Crianças pequenas e pessoas muito velhas são também consideradas frágeis, e junto com lesionados e grávidas, são passíveis do medo do “equívoco primordial” no Shiatsu: a pressão destemperada exercida por mãos insensíveis. Aqui, a contraindicação se faz por mais um erro teórico importante. Não estamos falando da falta de percepção no caso de uma mão bruta e incompetente. Mas da própria natureza do mecanismo com que opera o Shiatsu. Embora o nome Shiatsu pressuponha pressão com os dedos, o sucesso do Shiatsu desde sua origem se deve ao mecanismo de PULSAÇÃO, e devolução da condição de pulsação homeostática ao individuo. A pulsação primordial é o simples toque, e é através dela que vida cura vida, que vida lembra a outra vida de suas trocas cósmicas. As áreas sensíveis, doentes, frágeis, podem não resistir à pressão de um dedo ou de uma mão. Pessoas muito idosas, com ossos que parecem de papel, aceitam toques mínimos. É preciso grande perícia e sensibilidade nesses casos, mas não há corpo frágil demais para o simples aproximar-se, para a troca de calor e vibração. O shiatsu nesse momento deverá operar em níveis muito sutis, o que não o fará menos poderoso. Claro, não se deve misturar doença com estados sutis. Bebês recém-nascidos saudáveis suportam pressões suaves e ficam muito bem com o Shiatsu típico.

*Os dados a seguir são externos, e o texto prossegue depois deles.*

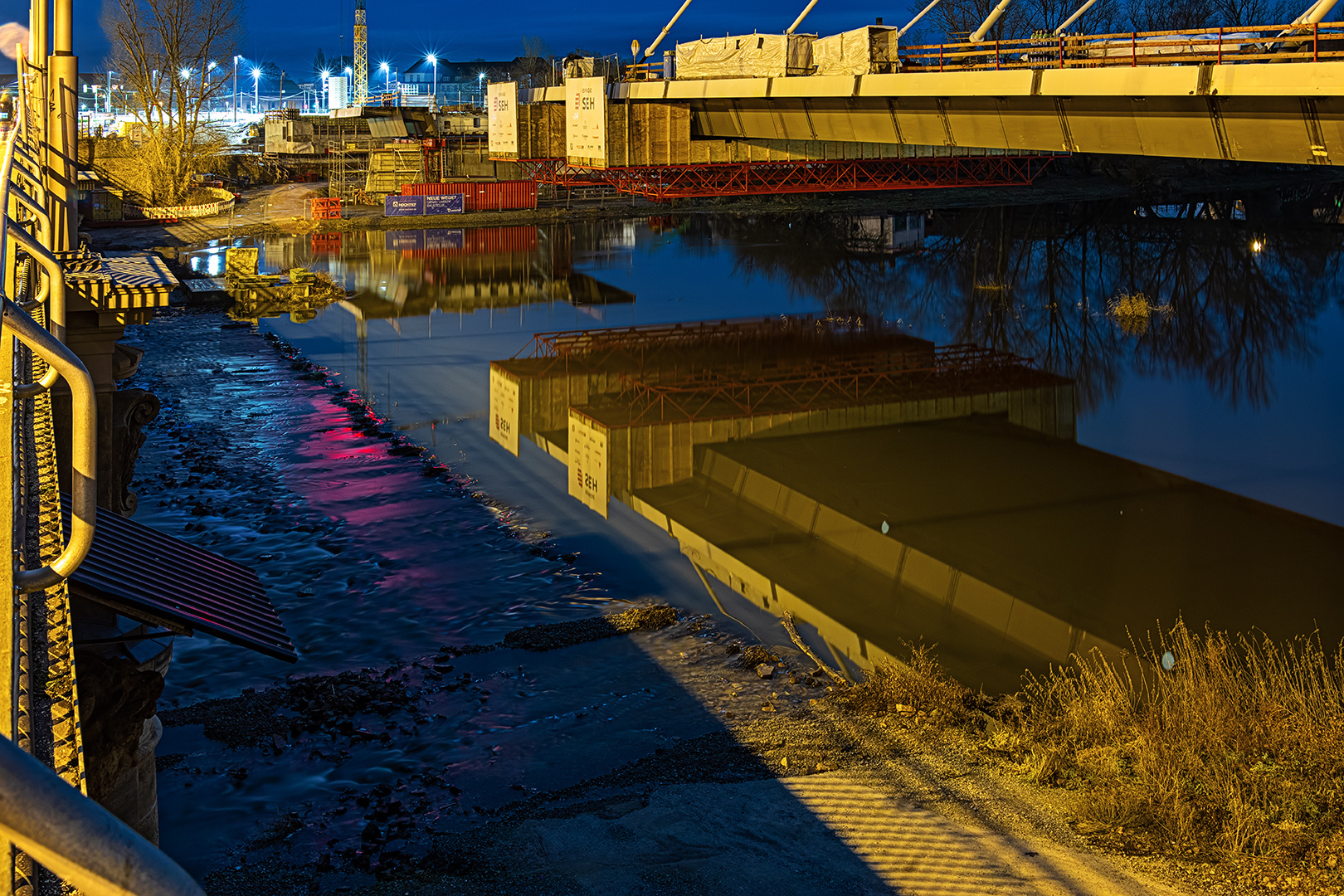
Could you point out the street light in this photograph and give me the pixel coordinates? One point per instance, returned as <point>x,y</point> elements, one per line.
<point>236,89</point>
<point>203,73</point>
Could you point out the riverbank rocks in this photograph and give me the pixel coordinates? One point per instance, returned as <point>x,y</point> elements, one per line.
<point>563,635</point>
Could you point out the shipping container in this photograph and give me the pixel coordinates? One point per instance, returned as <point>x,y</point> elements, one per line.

É interessante que a contraindicação seja feita como forma de se evitar a incompetência. Como forma de lançar no mercado gente despreparada mesmo sem ter conseguido compreender com profundidade o que estão fazendo. Ou como forma de garantir que os lançamentos do mercado editorial não sejam barrados por ensinar a leigos a cometerem atrocidades contra o corpo alheio.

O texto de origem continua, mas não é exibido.